Pernah nggak, kamu sudah capek-capek menulis Karya Tulis Ilmiah (KTI), tapi setelah dicek dosen atau juri lomba, ternyata masih banyak revisi bahkan ditolak? Hal ini sebenarnya wajar, karena menulis KTI bukan sekadar menuangkan ide ke dalam tulisan, tapi ada aturan baku yang harus diikuti. Mulai dari abstrak, latar belakang, hingga daftar pustaka—semuanya punya format dan tujuan yang berbeda.
Sayangnya, banyak mahasiswa masih melakukan kesalahan yang sama. Ada yang menulis abstrak terlalu panjang, latar belakang terlalu umum, atau pembahasan hanya berisi deskripsi tanpa analisis. Akibatnya, nilai jadi tidak maksimal dan karya ilmiah sulit diapresiasi.
Agar hal itu tidak terulang, penting bagi kita untuk memahami kesalahan umum dalam setiap bagian KTI. Dengan begitu, kamu bisa lebih siap menulis karya ilmiah yang rapi, sistematis, dan berkualitas.
Mari kita mulai dari abstrak, yang ibarat kartu nama penelitian. Abstrak yang terlalu panjang, hanya berisi latar belakang, atau lupa mencantumkan kata kunci, dapat membuat pembaca kehilangan minat sejak awal. Idealnya, abstrak harus padat dan mengikuti alur singkat: tujuan, metode, hasil, dan kesimpulan, disertai dengan kata kunci yang tepat.

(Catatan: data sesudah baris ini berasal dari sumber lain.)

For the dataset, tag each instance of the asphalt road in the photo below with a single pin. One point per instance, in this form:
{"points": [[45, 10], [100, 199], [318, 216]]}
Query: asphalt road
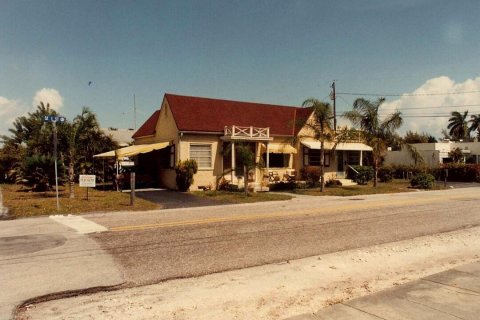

Masuk ke latar belakang, di sinilah kita harus "menjual" alasan mengapa penelitian ini layak dilakukan. Kesalahan umumnya adalah menggunakan teori yang bertele-tele tanpa data pendukung, atau gagal menunjukkan research gap—celah pengetahuan yang ingin kita isi. Solusinya, mulai dengan fakta umum yang menarik, tunjukkan dengan jelas apa yang belum diteliti, dan akhiri dengan posisi penelitian kita dalam mengisi celah tersebut.
Rumusan masalah adalah jiwa dari sebuah KTI karena menentukan arah penelitian yang akan dilakukan. Kesalahan yang sering muncul adalah membuat rumusan masalah yang terlalu luas, sehingga sulit dijawab dengan penelitian yang terbatas ruang lingkupnya. Rumusan masalah sebaiknya jelas, spesifik, dan dapat dijawab melalui metode penelitian yang dipilih. Dengan begitu, penelitian memiliki fokus yang tepat dan tidak melebar ke topik lain yang tidak relevan
Tujuan penelitian harus selaras dengan rumusan masalah, tetapi bukan sekadar mengulangnya dalam bentuk pernyataan. Tujuan sebaiknya ditulis menggunakan kata kerja operasional yang terukur, seperti menganalisis, menguji, membandingkan, atau mengidentifikasi. Hal ini membuat penelitian lebih mudah dievaluasi hasilnya. Setiap pertanyaan dalam rumusan masalah wajib memiliki padanan tujuan, sehingga penelitian menjadi konsisten, logis, dan terarah.
Bagian tinjauan pustaka sering kali hanya menjadi daftar teori yang ditumpuk tanpa analisis. Padahal, fungsi utamanya adalah untuk menunjukkan bahwa kita menguasai literatur dan mampu mensintesis berbagai pandangan. Hindari referensi yang sudah kedaluwarsa dan selalu lakukan parafrase untuk menghindari plagiarisme.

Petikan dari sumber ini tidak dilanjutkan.